Stephen Wolf of Daily Kos Electionswrote in response to Vos' comments that "Republicans are threatening to use their gerrymandered supermajority to remove the newly elected Wisconsin Supreme Court justice who could strike down their gerrymanders."

"Gerrymandering let the GOP win exactly two-thirds in the state Senate in 2022 despite Dems winning most statewide races," Wolf noted.

Even if the Republican-controlled Wisconsin Senate doesn't ultimately succeed in convicting Protasiewicz, her impeachment in the Assembly would, under Wisconsin law, prevent her from hearing cases until her acquittal, observed Michael Li, redistricting and voting counsel at the Brennan Center for Justice.

"If the Senate drags its feet in holding a trial, that might be enough to leave gerrymandered maps in place for 2024," Li warned.

The Campaign Legal Center (CLC), Law Forward, the Election Law Clinic at Harvard Law School, Stafford Rosenbaum LLP, and Arnold & Porter argued in a petition filed with the Wisconsin Supreme Court earlier this month that the state's legislative maps are "extreme partisan gerrymanders that violate multiple provisions of the Wisconsin Constitution."
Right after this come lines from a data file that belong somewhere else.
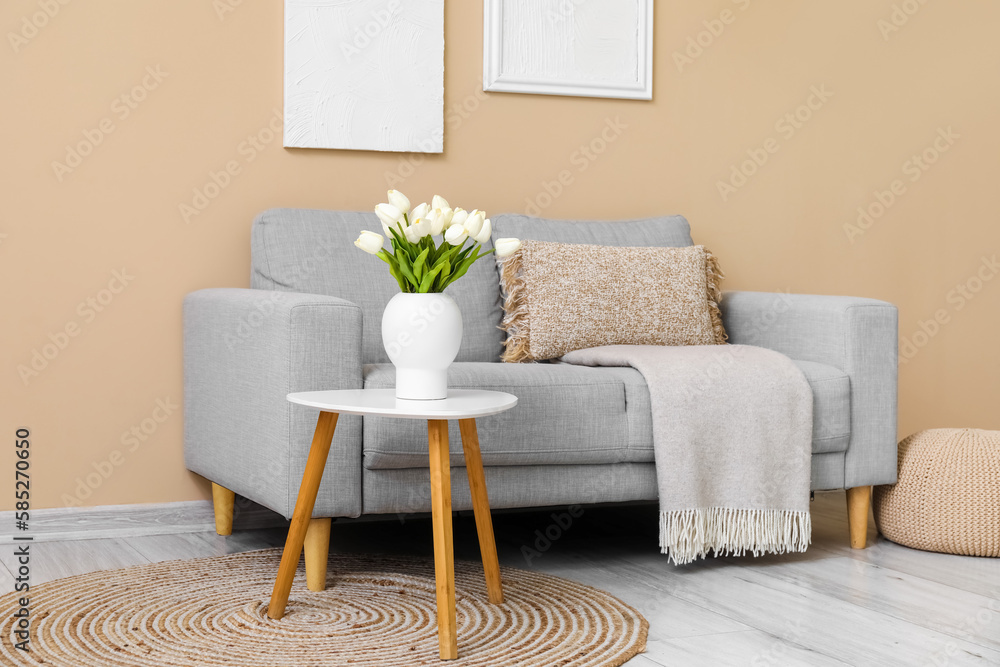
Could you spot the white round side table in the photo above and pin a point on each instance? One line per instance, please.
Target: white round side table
(463, 405)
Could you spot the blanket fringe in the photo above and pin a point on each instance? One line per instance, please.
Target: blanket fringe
(713, 279)
(687, 535)
(515, 321)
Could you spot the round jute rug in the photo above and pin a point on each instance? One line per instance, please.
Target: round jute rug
(376, 611)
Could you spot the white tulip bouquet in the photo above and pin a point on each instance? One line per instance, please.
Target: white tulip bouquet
(418, 262)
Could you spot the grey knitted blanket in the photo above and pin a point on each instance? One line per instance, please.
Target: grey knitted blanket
(732, 432)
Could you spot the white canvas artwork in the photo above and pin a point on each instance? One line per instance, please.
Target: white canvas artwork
(592, 48)
(365, 74)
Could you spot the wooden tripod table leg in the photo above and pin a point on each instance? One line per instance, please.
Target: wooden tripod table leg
(444, 555)
(481, 506)
(318, 452)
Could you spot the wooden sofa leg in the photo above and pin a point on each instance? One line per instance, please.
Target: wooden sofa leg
(858, 504)
(223, 500)
(317, 550)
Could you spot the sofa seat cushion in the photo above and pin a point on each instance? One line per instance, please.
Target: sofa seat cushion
(570, 415)
(565, 415)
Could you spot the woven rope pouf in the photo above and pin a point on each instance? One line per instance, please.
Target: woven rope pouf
(947, 498)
The lawsuit demands a redrawing of legislative maps and special elections for state Senate seats that wouldn't otherwise be up for reelection until 2026.

"The legislators elected in November 2022 took office in unconstitutionally configured districts," the lawsuit states. "That constitutional infirmity has persisted for over a decade now, and Wisconsinites have suffered under this unconstitutional system for long enough. Legislators have no right to complete a term of office that was unconstitutionally obtained."